Arts & Culture

Underprivileged Children’s Artwork Turns Into Designed Products with The Doodle Factory

Underprivileged Children’s Artwork Turns Into Designed Products with The Doodle Factory

The Doodle Factory booth at the GrEEk Campus as part of ‘She Can 2018’ event. Photo Credit: Egyptian Streets/ Noura Shibl

An unusual and atypical mix of colors with a type of art that knows no boundaries blended with an infinite amount of creativity is the composition of eye-catching artistic products at The Doodle Factory.

The Doodle Factory is an Egyptian brand that aims at empowering children through art. It has a range of products –including notebooks and bags– that are doodled on by young children. While the doodles look random and simple, people gathered around the booth to buy these products at the Greek Campus in Cairo’s neighborhood of Downtown

Co-founded by Yasmine Khamis and Farah el-Masry, Egyptian Streets spoke to el-Masry on the sidelines of the “She Can 2018” event that aims to empower women to know more about The Doodle Factory, and how people are interacting with products that are painted by underprivileged children.

El-Masry said that The Doodle Factory creates lifestyle products that are light and have a function in everyday life.

“We gather kids who are vulnerable, they either need medical or educational support but lack the financial means,” el-Masry said, adding that [The Doodle factory] partnered up with several NGOs including Ahl Misr, Waslet Kheir among others to host cases of children and ask these children to draw and paint anything they want in a completely fun and unguided art session.

“[The Doodle Factory] provides these kids with a large number of colors and art supplies, and these kids are free to draw anything they want,” el-Masry said, assuring that this is always a challenge because the products might turn out to look poor and substandard.

“However, this is where we try to excel, the challenge is to get an appealing product that is the outcome of something that can be completely disregarded by someone else,” el-Masry emphasized, adding that this is a part of The Doodle Factory’s philosophy, to take something that some people may not take notice of and turn it into something beautiful because it is “raw, beautiful, and genuine”.
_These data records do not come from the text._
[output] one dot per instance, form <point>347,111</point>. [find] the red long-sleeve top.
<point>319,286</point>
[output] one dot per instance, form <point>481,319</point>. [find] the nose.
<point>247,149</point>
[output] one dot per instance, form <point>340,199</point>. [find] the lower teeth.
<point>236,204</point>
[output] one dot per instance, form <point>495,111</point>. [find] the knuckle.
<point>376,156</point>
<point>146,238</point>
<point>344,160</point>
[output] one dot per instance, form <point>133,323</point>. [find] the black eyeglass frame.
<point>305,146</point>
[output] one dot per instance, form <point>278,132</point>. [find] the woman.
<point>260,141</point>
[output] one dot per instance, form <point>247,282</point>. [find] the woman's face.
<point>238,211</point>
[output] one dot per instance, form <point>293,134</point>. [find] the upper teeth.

When the Doodle Factory kicked off in March 2016, the collection was introduced through a hashtag. One year later, it was registered as an independent project.
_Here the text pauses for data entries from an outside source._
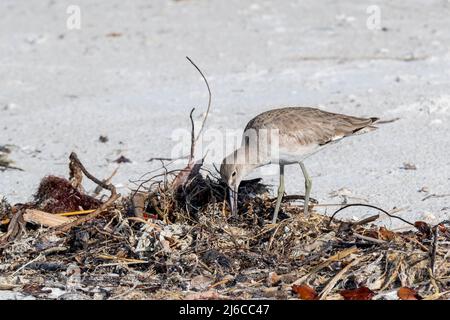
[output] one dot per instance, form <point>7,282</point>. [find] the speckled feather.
<point>309,126</point>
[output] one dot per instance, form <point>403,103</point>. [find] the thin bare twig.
<point>369,206</point>
<point>113,197</point>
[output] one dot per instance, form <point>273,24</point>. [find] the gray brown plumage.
<point>301,131</point>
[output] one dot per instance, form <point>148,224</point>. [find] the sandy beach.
<point>123,75</point>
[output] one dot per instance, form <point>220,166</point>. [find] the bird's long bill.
<point>233,200</point>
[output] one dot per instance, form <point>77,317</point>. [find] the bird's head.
<point>233,169</point>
When asked about the how The Doodle Factory empowers children, el-Masry said that they provide the kids with the support and space to take the matter into their own hands.

“A lot of people perceive these kids as children who have nothing they can do to themselves. Speaking rationally, there is so little they can do, they cannot have medicine and make money,” el-Masry said. However, this is when The Doodle Factory steps in to unleash what all children have in common– creativity.

On the long run, el-Masry said that The Doodle Factory wants to expand and instead of having a range of 15 different products, they want to have millions of products and for the idea to spread across the world because it is an international concept and could be replicated anywhere with underprivileged children.